And when it's over, The Pucks retire to Old Puck's palatial mansion to sun themselves by the pool. Of course, Old Puck doesn't actually live there, as New Puck discovers when the home's real owner returns unexpectedly from a trip to Hawaii to kick both of the boys off her property. "Dude," New Puck dudes, deeply disappointed, "why did you lie to me?" "I didn't think you'd be impressed by my apartment in The Valley filled with Ikea furniture I never figured out how to put together," Old Puck replies, and he's probably got a point, there. Old Puck admits he's a "lonely" "mess" out in California, and bemoans the fact that "it's impossible to meet people 'cause you spend the whole day in your car." New Puck takes pity on his loser of an older half-brother, and invites him back to celebrate what's left of the holiday in Ohio. "If I go back, my mom's gonna make me go to BreadstiX for dinner on Christmas Day," Old Puck warns. "Cool!" New Puck unexpectedly replies. "I'll go, too, and I'll invite my mom!" Awkward!
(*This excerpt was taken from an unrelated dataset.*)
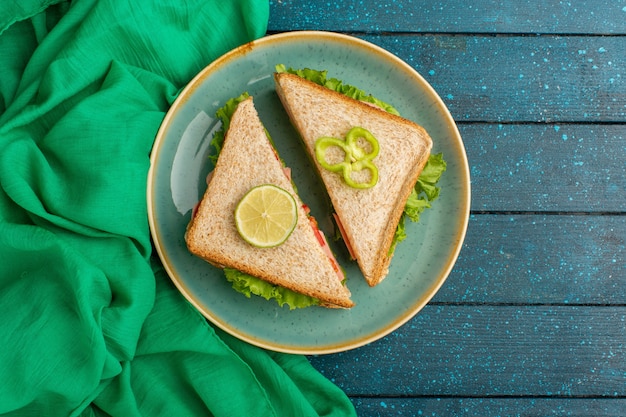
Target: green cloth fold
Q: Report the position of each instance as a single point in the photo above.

Cut to Christmas Day dinner at BreadstiX, with the awkwardness already in progress. New Puck's mom is being played by Aisha Tyler, by the way, whom I pretty much fell in love with back when she was hosting Talk Soup, so I am thoroughly on board with this particular casting decision. Not that you care, but there you go.
In any event, The Puckermoms silently side-eye each other while sucking down various smart cocktails until Old Puckermom finally ingests enough courage to snarl, "I saw you once, you know -- I came into that diner you were working at after he told me about you, and you waited on me, acting like you had no idea who I was." "He never told me he was married!" New Puckermom shoots back, rolling her eyes. "Is that how you make yourself feel better?" Old Puckermom spits, and the two Puckerladies are about to throw down right there in the middle of BreadstiX when Old Puck -- who seriously looks older than Aisha Tyler in this scene -- intervenes to remind The Puckermoms that Evil Michael Mancini bailed on both of them. "All of us," New Puck corrects before arguing, quite simply and quite sincerely, "We're a family -- a pretty messed-up one, but still a family." There's a silent beat in which everyone glances at everybody else until Old Puckermom's brittle façade finally cracks, and she admits, "Your father really was an [asshole]." "An epic [asshole]," New Puckermom agrees, reaching for another glass of wine. Atta girl. Generalized giggling ensues until Old Puck proposes a toast: "To new traditions, and to an epic [asshole] who did one thing right -- he brought us together." Awwwwwwwwwwwwwww! The Puckerpeople clink glasses, and this heartwarming scene ends with Old Puck wishing New Puck a "Merry Hanukkah, dude!" "Right back atcha, bro!" New Puck twinkles, and with that, we head into this evening's next commercial break.